The Ergosphere
Wednesday, February 25, 2004
 

Bitter medicine

Today, Alan Greenspan took to his soapbox and told the nation something that it did not want to hear:  Social Security is unsustainable and its costs have to be cut back.  This is common sense, given that the necessity of the action is driven by the demographics of the nation and those demographics are obvious many decades in advance; the age cohort due to take normal retirement in 2008 was in kindergarten in 1948.  Nobody who was watching the news the last time Social Security was re-vamped in the face of a crisis (the first Reagan administration) has an excuse if they did not see this coming.
This long-overdue bit of sanity was promptly denounced by members of both major parties.  Predictably, the Democrats appeared to be both louder and less compromising (as befits their socialist tendencies like the French [hat tip:  Stephen Den Beste]).  John Kerry said "... the wrong way to cut the deficit is to cut Social Security benefits.

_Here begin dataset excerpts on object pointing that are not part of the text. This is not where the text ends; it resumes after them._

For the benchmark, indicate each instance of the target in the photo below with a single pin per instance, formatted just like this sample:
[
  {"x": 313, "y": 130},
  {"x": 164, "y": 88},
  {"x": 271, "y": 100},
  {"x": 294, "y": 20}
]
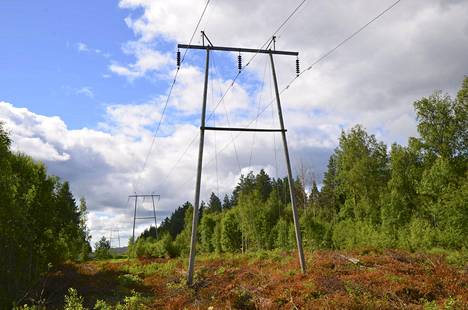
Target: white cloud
[
  {"x": 147, "y": 61},
  {"x": 82, "y": 47},
  {"x": 86, "y": 91},
  {"x": 417, "y": 47}
]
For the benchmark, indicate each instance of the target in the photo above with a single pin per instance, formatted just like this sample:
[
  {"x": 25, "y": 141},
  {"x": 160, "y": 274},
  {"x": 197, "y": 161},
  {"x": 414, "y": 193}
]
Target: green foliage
[
  {"x": 73, "y": 301},
  {"x": 413, "y": 197},
  {"x": 231, "y": 236},
  {"x": 158, "y": 248},
  {"x": 40, "y": 223}
]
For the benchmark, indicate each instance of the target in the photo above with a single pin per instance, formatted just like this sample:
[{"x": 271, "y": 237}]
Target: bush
[{"x": 73, "y": 301}]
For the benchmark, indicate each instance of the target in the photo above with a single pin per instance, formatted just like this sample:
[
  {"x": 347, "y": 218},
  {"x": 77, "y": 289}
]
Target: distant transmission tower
[
  {"x": 112, "y": 237},
  {"x": 136, "y": 196}
]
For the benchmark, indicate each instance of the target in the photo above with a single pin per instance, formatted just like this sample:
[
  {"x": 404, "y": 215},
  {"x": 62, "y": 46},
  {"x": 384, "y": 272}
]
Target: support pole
[
  {"x": 288, "y": 164},
  {"x": 134, "y": 219},
  {"x": 193, "y": 241},
  {"x": 155, "y": 222}
]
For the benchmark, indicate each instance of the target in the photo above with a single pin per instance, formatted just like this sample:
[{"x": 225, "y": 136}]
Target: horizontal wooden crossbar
[
  {"x": 244, "y": 129},
  {"x": 237, "y": 49}
]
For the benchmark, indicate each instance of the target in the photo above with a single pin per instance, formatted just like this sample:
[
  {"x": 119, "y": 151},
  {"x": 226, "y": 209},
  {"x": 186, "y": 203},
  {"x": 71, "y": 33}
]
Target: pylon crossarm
[
  {"x": 237, "y": 49},
  {"x": 244, "y": 129}
]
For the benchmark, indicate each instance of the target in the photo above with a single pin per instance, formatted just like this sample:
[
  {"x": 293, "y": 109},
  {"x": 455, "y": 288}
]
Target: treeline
[
  {"x": 413, "y": 197},
  {"x": 41, "y": 225}
]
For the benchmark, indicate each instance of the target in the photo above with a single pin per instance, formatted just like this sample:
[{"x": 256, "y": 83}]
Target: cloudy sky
[{"x": 83, "y": 85}]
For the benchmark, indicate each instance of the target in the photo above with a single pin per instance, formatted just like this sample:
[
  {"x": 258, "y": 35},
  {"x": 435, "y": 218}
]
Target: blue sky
[
  {"x": 48, "y": 74},
  {"x": 104, "y": 67}
]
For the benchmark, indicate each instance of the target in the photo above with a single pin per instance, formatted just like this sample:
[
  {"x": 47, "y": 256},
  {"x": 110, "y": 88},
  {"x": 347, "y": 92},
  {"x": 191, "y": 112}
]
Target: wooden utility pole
[{"x": 270, "y": 52}]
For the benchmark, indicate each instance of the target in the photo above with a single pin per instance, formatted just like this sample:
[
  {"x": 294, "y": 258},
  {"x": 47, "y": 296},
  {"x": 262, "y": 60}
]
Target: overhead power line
[
  {"x": 267, "y": 44},
  {"x": 171, "y": 89},
  {"x": 321, "y": 58}
]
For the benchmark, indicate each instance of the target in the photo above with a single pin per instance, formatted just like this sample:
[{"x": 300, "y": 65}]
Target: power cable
[
  {"x": 267, "y": 44},
  {"x": 170, "y": 92}
]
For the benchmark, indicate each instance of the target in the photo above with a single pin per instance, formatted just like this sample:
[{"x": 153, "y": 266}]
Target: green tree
[
  {"x": 214, "y": 204},
  {"x": 230, "y": 232}
]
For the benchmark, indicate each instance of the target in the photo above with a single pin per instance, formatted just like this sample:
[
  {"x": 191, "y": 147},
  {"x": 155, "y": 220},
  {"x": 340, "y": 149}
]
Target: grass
[{"x": 388, "y": 279}]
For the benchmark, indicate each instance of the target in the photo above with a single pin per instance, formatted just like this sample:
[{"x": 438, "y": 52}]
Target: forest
[
  {"x": 41, "y": 224},
  {"x": 411, "y": 197}
]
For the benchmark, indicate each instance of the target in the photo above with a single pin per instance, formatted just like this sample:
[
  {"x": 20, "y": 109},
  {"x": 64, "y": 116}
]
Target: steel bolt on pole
[{"x": 193, "y": 241}]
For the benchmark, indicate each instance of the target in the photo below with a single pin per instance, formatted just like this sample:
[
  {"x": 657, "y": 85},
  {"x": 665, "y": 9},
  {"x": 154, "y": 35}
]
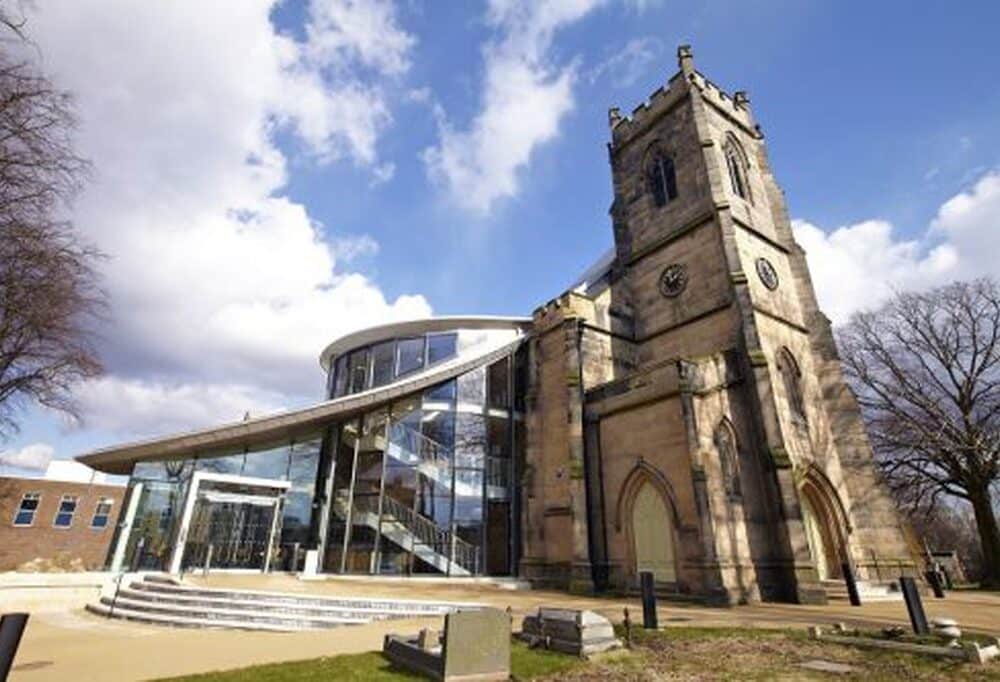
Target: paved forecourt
[{"x": 71, "y": 644}]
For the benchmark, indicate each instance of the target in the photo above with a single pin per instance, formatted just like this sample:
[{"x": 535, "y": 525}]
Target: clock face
[
  {"x": 673, "y": 280},
  {"x": 768, "y": 275}
]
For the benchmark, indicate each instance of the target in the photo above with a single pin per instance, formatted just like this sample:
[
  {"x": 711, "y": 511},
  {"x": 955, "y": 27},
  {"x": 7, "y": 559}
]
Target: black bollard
[
  {"x": 11, "y": 628},
  {"x": 914, "y": 606},
  {"x": 936, "y": 582},
  {"x": 648, "y": 601},
  {"x": 852, "y": 583}
]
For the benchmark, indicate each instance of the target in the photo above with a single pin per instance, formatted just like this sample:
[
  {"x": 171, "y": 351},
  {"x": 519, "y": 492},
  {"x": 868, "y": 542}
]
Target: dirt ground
[{"x": 72, "y": 644}]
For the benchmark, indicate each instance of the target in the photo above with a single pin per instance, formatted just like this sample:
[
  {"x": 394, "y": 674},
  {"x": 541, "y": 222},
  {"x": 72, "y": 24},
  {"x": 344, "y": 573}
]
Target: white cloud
[
  {"x": 630, "y": 63},
  {"x": 34, "y": 457},
  {"x": 859, "y": 266},
  {"x": 122, "y": 405},
  {"x": 224, "y": 291},
  {"x": 524, "y": 98}
]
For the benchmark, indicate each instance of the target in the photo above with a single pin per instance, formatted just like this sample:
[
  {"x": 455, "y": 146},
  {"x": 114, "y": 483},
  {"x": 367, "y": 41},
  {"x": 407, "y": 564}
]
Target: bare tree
[
  {"x": 926, "y": 370},
  {"x": 50, "y": 296}
]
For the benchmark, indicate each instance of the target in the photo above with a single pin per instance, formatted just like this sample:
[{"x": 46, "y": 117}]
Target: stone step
[
  {"x": 868, "y": 591},
  {"x": 211, "y": 614},
  {"x": 237, "y": 605},
  {"x": 101, "y": 609},
  {"x": 278, "y": 599}
]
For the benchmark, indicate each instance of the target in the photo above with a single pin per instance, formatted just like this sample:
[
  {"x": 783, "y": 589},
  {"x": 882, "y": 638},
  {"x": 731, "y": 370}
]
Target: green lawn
[
  {"x": 678, "y": 653},
  {"x": 526, "y": 664}
]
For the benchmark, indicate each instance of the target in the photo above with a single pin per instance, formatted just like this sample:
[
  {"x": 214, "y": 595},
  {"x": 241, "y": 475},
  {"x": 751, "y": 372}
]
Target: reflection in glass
[
  {"x": 383, "y": 359},
  {"x": 441, "y": 347},
  {"x": 411, "y": 355}
]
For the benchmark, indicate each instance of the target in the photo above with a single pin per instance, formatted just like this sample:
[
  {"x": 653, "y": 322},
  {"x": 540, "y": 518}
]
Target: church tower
[{"x": 715, "y": 440}]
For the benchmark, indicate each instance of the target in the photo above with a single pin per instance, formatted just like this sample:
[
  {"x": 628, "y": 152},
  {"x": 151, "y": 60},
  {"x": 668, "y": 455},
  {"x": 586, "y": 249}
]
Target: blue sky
[{"x": 272, "y": 175}]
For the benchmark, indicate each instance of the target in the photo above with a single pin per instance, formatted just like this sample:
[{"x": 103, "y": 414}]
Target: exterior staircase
[
  {"x": 414, "y": 532},
  {"x": 869, "y": 591},
  {"x": 164, "y": 601}
]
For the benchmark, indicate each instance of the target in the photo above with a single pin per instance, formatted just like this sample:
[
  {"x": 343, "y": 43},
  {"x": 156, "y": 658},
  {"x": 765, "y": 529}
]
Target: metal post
[
  {"x": 852, "y": 583},
  {"x": 350, "y": 496},
  {"x": 274, "y": 529},
  {"x": 649, "y": 618},
  {"x": 375, "y": 566},
  {"x": 914, "y": 606},
  {"x": 140, "y": 545},
  {"x": 12, "y": 626},
  {"x": 125, "y": 528},
  {"x": 208, "y": 559}
]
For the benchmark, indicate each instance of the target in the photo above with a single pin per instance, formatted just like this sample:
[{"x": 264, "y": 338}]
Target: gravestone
[
  {"x": 11, "y": 628},
  {"x": 570, "y": 631},
  {"x": 475, "y": 646},
  {"x": 851, "y": 580},
  {"x": 936, "y": 581},
  {"x": 914, "y": 606},
  {"x": 649, "y": 620}
]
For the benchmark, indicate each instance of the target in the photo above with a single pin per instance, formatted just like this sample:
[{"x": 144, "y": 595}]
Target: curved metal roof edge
[
  {"x": 363, "y": 337},
  {"x": 279, "y": 424}
]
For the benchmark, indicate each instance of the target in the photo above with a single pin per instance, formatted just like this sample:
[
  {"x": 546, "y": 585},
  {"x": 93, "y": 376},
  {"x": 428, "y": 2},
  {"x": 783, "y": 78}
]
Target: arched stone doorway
[
  {"x": 653, "y": 535},
  {"x": 826, "y": 524}
]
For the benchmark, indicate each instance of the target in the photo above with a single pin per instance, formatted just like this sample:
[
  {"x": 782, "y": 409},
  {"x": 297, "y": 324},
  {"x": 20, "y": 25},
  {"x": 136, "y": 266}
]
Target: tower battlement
[{"x": 677, "y": 88}]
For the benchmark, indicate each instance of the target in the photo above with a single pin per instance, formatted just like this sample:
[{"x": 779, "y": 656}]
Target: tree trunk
[{"x": 989, "y": 535}]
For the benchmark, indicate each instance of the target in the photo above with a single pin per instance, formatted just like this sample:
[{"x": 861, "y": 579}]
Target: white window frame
[
  {"x": 72, "y": 514},
  {"x": 20, "y": 508},
  {"x": 107, "y": 517}
]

If I'm president, we're simply not going to do it."  His rival John Edwards said Greenspan's comments were "an outrage."  Republican responses were as much in favor as an outright evasion can be; Dennis Hastert was so brave as to stand up and say, "He's a fine man."
None of which deals with the issues facing the nation, and the fundamental issue of equity:  why should a large, long-lived generation, having paid reasonable but not overly large benefits to the smaller and shorter-lived generation before it, expect generous payments and unprecedented levels of medical treatment from the smaller generation which comes after it - for the duration of a greatly extended retirement?
While rationality may say that the system is so broken that it should be scrapped immediately, reality is that this isn't going to happen.  But politics is the art of the possible.  It may be possible that pols can get votes arguing for fairness:  if you are going to live longer, you should work longer and pay for longer to justify your comfortable retirement.  It is not fair that people trying to buy houses and raise families should have their taxes jacked up so that others can continue to retire well short of age 70 to have 15 or more years of leisure.  Forget the children, who are in their 40's and 50's; won't somebody think of the grandchildren?
Had the demographic problem been addressed in a sane and sensible fashion in 1983, it would have been simple:  raise the retirement age by one month per year, with "leap months" as necessary to keep the fraction of retirees smaller than some statutory maximum.  Had this been implemented in 1985 the retirement age going into 2003 would have been 66.5; hardly a stretch, but a big boost to the bottom line.  Social Security taxes could have been reduced, as the need for the surplus to carry the Boomers would have been smaller.  The lower taxes would have boosted the economy, and the elimination of the "Social Security surplus" and its additional borrowing power would have shown the irresponsibility of the Washington pols' spending.
All of this is wishful thinking.  Nobody in Congress in 1983 was ready to fix the problem properly, and anyone who proposed such would have been demagogued to death.  It is now 21 years later; an entire generation has gone from birth to drinking age.  The crisis is 21 years closer, 21 years have been wasted, and the only pols who aren't still busy demagoguing to death the voices of sanity are too timid to find their own.
The last time anything was changed the Social Security trust fund was within months of running dry.  The "fix" was a massive tax increase combined with equally massive denial of the true nature of the problem.  Instead of catching the disease and treating it early, it continues to grow.  When we finally face the need to act, how much bitter medicine will we have to swallow?

UPDATE

The statement by Greenspan seems to have made the issue newsworthy.  The treasurer of Australia, Peter Costello, is on the same page (hat tip: Randall Parker).Reports Stuff, "The Treasury paper to be released today warns that the longer Australia does nothing about demographic changes, the bigger the reforms that will be necessary in future."  The big question:  Will this message be accepted Down Under, or will the demagogues deny reality and continue to get a free pass from the voters?

UPDATE

I have received a pointer to The Retirement Calculator from Hell.